Is that a peanut or a landmine? Experiences when dining out with food hypersensitive children

Many families look forward to dining out as a way of both lessening parent and caregiver workload while also engineering an often rare opportunity for families to catch up with one another in a leisure setting. Admittedly, dining out with young children can sometimes prove to be a difficult task; for some parents there is an added level of difficulty. In a qualitative study recently published in BMC Public Health, Fiona M Begen et al. examined the experiences and behaviors of caregivers' when eating out with their food hypersensitive children. Through a series of interviews, parents describe the impact of their child’s food hypersensitivity on both their families as well as the children themselves

Dining out

Preparing a child for eating out at a dine–in restaurant may present a challenge for some families. Children can be picky and fickle with their preferences; smell, color and even shape of food may drive a child to an extreme opinion, forever prejudicing them against an otherwise inoffensive foodstuff.

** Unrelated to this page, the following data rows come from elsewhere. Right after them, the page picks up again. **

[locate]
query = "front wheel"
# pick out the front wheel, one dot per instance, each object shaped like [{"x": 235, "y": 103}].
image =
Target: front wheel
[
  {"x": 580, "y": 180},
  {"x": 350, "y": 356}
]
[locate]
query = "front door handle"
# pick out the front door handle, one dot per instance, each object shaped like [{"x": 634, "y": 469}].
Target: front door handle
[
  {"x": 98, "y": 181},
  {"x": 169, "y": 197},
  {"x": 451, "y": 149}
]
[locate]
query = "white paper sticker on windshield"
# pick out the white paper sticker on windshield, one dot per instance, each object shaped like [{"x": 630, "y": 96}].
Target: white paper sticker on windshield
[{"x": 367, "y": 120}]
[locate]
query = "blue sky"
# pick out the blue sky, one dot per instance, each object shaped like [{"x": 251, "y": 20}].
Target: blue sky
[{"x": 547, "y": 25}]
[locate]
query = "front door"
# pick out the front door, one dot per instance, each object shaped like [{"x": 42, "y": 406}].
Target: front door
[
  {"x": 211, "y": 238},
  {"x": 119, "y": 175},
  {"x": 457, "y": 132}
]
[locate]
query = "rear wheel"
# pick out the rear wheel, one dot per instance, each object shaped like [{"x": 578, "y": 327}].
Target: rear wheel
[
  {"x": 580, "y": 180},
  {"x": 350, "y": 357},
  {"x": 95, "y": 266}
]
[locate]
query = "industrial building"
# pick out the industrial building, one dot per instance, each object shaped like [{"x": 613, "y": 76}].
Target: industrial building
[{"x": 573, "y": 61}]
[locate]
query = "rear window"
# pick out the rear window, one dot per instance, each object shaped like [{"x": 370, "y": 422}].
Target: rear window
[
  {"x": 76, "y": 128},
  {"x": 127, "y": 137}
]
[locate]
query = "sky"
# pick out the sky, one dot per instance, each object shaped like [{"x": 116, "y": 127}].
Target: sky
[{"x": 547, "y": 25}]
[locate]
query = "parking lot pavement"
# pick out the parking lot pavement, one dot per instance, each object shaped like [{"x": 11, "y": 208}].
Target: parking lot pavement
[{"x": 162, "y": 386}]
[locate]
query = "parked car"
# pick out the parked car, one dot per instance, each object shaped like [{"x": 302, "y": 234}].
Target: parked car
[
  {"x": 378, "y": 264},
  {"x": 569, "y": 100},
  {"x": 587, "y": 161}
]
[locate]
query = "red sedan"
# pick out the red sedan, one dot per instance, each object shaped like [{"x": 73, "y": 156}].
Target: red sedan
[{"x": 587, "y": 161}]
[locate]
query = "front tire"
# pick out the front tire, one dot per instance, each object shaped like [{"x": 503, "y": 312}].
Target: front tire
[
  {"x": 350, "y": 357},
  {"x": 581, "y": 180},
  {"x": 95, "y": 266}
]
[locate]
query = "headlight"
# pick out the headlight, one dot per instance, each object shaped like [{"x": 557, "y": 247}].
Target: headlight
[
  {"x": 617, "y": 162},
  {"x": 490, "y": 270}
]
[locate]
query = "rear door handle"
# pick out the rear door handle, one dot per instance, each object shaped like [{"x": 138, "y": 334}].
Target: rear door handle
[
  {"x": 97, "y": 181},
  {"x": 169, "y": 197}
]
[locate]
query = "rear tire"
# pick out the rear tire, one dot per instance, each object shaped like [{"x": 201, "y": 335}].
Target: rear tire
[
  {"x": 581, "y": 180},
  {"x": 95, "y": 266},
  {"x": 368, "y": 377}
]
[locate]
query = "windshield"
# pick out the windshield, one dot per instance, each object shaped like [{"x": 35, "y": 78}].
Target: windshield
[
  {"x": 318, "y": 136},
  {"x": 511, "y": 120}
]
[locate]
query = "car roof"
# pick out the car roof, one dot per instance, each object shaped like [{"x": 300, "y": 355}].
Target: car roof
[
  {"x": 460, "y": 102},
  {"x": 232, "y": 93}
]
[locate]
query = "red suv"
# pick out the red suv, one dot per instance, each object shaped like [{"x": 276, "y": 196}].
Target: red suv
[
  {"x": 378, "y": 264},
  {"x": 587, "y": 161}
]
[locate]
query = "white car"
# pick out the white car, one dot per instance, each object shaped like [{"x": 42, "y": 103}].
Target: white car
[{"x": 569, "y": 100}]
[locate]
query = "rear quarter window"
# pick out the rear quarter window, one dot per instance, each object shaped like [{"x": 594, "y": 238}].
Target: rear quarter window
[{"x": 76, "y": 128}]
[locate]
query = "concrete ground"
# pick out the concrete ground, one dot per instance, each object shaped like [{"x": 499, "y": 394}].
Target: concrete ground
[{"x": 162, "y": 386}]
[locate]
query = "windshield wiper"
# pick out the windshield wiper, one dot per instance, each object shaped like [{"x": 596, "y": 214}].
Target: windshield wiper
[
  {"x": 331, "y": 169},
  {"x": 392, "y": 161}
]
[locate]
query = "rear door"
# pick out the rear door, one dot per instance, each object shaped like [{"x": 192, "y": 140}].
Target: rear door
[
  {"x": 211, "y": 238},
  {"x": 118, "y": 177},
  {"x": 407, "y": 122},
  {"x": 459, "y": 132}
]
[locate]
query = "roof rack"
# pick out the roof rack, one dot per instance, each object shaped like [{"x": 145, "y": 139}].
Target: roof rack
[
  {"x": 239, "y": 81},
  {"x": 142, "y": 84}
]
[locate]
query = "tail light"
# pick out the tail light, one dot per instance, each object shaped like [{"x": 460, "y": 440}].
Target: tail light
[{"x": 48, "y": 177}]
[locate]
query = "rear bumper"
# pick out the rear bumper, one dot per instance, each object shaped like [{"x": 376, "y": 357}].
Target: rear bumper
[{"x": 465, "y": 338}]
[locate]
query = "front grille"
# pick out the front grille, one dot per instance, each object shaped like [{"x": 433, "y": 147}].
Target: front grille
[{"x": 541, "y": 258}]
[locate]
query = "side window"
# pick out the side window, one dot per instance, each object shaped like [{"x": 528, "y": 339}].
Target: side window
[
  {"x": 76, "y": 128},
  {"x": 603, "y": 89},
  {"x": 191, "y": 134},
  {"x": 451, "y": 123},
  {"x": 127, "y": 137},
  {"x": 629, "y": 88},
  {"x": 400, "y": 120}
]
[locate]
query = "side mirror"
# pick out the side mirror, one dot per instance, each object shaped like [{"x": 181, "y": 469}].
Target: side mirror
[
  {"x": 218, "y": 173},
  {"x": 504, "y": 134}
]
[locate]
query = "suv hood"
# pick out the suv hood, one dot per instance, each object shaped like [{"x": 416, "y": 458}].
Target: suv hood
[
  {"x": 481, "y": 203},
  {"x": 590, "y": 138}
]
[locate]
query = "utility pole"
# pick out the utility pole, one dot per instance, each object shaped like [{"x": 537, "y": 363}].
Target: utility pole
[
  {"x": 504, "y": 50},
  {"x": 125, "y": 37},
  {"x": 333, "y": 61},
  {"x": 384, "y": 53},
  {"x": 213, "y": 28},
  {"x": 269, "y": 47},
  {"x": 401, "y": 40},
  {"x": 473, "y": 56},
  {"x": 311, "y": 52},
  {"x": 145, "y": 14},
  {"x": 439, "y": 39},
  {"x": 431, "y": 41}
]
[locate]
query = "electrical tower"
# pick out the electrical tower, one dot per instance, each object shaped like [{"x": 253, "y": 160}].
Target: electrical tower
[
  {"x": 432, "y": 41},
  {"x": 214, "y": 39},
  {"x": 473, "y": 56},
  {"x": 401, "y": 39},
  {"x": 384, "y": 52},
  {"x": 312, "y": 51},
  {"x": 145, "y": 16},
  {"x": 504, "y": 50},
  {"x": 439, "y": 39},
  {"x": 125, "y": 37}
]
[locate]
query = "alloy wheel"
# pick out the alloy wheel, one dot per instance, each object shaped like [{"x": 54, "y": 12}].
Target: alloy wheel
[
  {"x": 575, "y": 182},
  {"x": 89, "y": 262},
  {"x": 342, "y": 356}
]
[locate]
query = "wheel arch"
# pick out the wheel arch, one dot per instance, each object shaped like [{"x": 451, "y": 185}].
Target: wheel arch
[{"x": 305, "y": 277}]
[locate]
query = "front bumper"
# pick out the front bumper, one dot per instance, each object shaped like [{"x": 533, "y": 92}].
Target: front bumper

Finding a restaurant that their child is excited to visit is no small victory for caregivers. Though, for caregivers of children with food hypersensitivities, eating out with the family can prove to be more complex. Restaurants serving foods prepared with peanuts, tree nuts, eggs, milk, cereals containing gluten and crustaceans require careful approach. Or, frequently in cases where compromise appears improbable, total avoidance.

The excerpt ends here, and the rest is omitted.